How about all the corruption scandals and gross incompetence of George Bush’s crony government? Get over it...
I’ve heard you guys ranting on and on about the mountain of debt we’re leaving for your children to pay off, plus interest, in order to finance our twin extravaganzas of huge tax cuts for the wealthy and a useless war costing $1-2 trillion. What’s wrong that?...
No, the great moral issues of our time are: Your genitals..."

3/06/2007

this is it

Hmmm, it was kind of settling in today that I am turning 25 this month. It's the first age that I have a distinct memory of noting when I was younger. I remember one particular dinner at my grandmother's when my uncle was about to turn a quarter of a century. He was reminded of this repeatedly in a variety of ways.

I remember thinking that by that age you had to grow up and know what you're doing. I've discovered exactly the opposite. I was much more focused and intense in high school. Now it's kind of wandering around going through the motions. I could live with Jodi for 10 years, or end up in Paris next month.

Grr, it's really exciting finding something you're really passionate about at a pretty young age, but it makes you wonder about times that are less so. Is it ok? Are you supposed to be looking for something? Are those rare times, to be treasured? Or the standard for how most things are supposed to be?

Are you talking to yourself?

Don't worry though, I'm not hearing voices yet. That's still a few years down the road.

3/05/2007

back to school

When you spend all weekend back in high school, you see and hear some interesting things. Particularly when most of that time is spent with high school kids saying things at you.

My favorite Freudian slip? President Cheney. Oops.

But there were lots of good ones.

One puffer thought that the con's statistical evidence was seriously screwed. Repeatedly so, in fact.

An orator seemed to go out of his way to emphasize he was only opposed to illegal immigration, then left an awkward sentence hanging with immigrants notably lacking a preface of illegal. Also, among other things, we need to stop border smuggling of drugs before they get out of hand. Before? High schools are shopping malls. Then the next speaker mentioned how Ritalin could be considered kiddie cocaine so many kids abuse it. Considered? It's only a schedule II drug just like meth and cocaine and amphetamines.

An extemper was talking about how peace in the Middle East means the US needs to protect Israel better. After all, it's where the civilized nations, er, cities, are.

And one guy tried to convince me that Hugo Chavez is so dangerous that his influence is unstoppable in creating some kind of evil anti-capitalist socialism. He has so much influence he can make a PhD in economics do it [whatever exactly this horrible it is]. I mean, the US is such a great example of free trade in South America, from the DEA's coca eradication efforts to such open borders with Cuba.

And then there were the debate rounds. Ah, good times. Did you know that 277% of housing foreclosures are due to bankruptcy? Or that a war with North Korea is imminent unless we expand the army...7 years ago?
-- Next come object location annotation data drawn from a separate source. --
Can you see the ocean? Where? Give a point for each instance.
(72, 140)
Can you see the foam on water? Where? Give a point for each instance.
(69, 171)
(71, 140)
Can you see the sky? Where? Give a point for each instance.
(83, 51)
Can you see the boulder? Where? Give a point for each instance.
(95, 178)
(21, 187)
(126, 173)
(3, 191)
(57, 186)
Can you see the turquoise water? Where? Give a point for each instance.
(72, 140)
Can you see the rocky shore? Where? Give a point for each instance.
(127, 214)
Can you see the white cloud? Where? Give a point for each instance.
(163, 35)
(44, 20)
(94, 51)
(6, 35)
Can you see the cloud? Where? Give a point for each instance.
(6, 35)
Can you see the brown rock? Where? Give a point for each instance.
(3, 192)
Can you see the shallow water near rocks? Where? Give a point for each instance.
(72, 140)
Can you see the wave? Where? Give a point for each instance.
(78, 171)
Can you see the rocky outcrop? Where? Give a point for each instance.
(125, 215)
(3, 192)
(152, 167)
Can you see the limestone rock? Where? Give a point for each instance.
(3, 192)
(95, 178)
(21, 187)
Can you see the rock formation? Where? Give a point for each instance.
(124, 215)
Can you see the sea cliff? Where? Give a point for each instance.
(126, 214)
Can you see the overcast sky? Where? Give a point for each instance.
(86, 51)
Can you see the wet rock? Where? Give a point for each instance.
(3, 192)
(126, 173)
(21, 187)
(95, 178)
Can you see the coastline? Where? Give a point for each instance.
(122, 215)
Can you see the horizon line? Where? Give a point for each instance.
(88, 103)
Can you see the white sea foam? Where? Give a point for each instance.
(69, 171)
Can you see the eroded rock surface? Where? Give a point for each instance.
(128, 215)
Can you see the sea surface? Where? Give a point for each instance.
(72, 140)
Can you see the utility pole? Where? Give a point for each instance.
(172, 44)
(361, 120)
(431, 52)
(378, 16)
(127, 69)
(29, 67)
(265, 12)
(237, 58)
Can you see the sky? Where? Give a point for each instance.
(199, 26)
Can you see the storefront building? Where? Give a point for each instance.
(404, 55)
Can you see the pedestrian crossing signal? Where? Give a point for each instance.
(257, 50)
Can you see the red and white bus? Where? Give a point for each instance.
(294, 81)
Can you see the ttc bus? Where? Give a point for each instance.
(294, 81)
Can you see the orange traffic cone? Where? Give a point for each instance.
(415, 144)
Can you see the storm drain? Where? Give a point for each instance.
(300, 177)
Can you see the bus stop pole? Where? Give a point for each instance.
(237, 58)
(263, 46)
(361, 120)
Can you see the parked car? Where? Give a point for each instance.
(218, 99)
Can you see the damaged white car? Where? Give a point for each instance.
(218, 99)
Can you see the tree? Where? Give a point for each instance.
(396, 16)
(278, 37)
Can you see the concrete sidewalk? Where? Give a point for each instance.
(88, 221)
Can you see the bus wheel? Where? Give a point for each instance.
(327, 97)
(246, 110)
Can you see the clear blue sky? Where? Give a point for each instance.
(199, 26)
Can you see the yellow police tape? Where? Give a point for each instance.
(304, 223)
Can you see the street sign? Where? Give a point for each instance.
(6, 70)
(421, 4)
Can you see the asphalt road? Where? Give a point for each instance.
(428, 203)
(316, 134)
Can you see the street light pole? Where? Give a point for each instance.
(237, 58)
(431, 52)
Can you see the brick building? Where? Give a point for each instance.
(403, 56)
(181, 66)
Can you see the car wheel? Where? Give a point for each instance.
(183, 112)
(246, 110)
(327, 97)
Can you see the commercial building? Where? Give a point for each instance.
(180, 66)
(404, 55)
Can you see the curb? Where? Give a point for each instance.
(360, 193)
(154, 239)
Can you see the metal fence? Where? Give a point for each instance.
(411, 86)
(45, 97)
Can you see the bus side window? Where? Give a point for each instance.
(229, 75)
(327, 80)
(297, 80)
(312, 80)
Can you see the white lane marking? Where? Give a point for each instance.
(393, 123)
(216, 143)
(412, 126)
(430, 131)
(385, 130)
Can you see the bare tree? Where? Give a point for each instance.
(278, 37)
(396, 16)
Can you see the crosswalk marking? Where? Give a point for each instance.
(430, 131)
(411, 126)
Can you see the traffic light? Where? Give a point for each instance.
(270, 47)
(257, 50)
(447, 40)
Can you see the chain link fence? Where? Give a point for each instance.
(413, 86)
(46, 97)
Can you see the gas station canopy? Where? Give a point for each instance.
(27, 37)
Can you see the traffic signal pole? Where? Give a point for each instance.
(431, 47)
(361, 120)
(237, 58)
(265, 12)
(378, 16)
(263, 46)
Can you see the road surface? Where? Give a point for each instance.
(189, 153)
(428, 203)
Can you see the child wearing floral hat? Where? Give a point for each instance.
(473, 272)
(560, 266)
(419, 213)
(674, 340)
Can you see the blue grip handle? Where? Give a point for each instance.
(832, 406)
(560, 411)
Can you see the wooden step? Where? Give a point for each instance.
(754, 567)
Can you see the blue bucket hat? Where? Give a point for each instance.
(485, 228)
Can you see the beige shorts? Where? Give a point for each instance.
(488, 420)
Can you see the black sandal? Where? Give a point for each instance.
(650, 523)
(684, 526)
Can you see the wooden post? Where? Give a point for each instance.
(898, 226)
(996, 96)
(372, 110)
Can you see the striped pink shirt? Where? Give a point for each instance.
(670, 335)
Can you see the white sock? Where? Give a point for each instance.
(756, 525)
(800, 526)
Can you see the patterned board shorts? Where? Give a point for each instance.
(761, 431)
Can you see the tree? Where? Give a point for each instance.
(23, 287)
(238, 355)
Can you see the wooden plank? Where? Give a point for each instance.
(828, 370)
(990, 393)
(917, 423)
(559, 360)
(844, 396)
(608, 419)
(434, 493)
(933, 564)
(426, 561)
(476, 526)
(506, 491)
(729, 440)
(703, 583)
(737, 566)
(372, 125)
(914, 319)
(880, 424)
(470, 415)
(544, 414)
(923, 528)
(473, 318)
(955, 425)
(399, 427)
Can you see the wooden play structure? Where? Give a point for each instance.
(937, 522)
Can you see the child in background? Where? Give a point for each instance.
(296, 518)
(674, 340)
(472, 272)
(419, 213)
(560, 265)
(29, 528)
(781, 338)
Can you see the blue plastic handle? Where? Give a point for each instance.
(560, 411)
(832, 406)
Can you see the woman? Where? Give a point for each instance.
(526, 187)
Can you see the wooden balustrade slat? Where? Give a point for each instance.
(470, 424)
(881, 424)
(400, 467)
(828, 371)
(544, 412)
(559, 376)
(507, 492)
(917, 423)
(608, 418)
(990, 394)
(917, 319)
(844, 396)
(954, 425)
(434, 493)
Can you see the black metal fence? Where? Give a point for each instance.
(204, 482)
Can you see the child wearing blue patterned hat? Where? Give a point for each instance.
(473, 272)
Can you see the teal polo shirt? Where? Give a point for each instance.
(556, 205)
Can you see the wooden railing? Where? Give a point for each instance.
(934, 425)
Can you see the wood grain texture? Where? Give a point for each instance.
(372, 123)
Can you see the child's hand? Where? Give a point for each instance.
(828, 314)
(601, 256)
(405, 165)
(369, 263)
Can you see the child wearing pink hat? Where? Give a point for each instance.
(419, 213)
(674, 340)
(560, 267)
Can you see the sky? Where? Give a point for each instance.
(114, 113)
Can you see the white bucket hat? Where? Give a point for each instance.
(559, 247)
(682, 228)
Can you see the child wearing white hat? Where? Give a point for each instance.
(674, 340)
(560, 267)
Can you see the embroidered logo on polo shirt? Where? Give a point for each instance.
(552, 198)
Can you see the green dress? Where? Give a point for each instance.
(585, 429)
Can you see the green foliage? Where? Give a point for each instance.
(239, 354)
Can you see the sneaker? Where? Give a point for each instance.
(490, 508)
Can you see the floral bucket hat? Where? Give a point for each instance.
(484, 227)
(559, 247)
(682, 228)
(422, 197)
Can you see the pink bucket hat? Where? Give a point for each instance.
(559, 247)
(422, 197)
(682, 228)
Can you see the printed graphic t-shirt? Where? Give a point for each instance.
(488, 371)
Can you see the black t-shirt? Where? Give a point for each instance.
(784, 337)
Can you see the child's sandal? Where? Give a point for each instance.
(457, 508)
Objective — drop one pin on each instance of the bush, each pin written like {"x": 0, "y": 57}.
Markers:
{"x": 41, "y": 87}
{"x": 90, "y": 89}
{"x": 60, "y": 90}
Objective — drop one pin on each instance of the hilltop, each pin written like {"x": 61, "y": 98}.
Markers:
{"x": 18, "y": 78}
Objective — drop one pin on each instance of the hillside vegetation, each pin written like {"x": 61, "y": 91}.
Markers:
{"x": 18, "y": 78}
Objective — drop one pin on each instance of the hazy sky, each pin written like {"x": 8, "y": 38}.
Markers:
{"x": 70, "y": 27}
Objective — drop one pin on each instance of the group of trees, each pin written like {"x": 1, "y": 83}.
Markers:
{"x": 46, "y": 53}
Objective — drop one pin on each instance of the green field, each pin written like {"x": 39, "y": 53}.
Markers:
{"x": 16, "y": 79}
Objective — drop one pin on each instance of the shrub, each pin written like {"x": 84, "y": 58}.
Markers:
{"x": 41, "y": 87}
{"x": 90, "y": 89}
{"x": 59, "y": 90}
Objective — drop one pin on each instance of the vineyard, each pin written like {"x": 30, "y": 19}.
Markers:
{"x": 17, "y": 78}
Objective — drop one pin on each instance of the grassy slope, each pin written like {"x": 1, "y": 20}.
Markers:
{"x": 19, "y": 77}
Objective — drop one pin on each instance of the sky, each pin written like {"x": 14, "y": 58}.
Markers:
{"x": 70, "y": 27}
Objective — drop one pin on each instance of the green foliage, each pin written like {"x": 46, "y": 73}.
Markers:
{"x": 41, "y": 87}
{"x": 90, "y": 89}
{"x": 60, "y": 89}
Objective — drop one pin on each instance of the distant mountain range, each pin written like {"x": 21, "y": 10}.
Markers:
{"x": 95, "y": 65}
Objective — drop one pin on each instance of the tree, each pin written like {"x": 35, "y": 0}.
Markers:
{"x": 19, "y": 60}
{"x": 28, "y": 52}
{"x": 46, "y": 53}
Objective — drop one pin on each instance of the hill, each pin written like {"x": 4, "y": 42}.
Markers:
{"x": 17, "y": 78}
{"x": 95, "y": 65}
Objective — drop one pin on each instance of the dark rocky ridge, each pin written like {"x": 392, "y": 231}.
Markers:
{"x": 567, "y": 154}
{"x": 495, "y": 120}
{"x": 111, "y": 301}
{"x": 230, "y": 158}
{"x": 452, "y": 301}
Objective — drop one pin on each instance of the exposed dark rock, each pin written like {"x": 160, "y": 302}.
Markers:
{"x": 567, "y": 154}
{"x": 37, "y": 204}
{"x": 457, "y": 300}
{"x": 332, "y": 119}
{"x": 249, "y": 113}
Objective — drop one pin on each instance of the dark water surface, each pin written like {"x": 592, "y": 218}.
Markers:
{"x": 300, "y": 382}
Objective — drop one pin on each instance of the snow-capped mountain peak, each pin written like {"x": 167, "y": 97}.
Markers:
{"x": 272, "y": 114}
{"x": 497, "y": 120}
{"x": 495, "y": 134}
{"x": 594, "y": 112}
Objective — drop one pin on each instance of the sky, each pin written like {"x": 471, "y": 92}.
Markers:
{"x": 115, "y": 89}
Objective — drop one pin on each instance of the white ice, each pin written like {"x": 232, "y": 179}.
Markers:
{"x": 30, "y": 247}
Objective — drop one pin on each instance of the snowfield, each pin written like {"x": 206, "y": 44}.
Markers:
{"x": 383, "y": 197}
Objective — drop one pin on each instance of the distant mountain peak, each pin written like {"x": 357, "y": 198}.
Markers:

But perhaps those lovely posters teachers love to plaster all over the walls take the cake. I share two. On one, a very comfortable Garfield lies down, thinking in thoughtbubbleland that to make your dreams come true, you have to stay awake. Right. My dream after setting an alarm for 5:45am was precisely to not be awake. And 30 years from now, it won't matter what jeans you wore or what hairstyle you had...it's what you learned and how you used it. Uh huh, let's see, you didn't graduate from high school, but you say you learned a lot. Welcome aboard Johnson!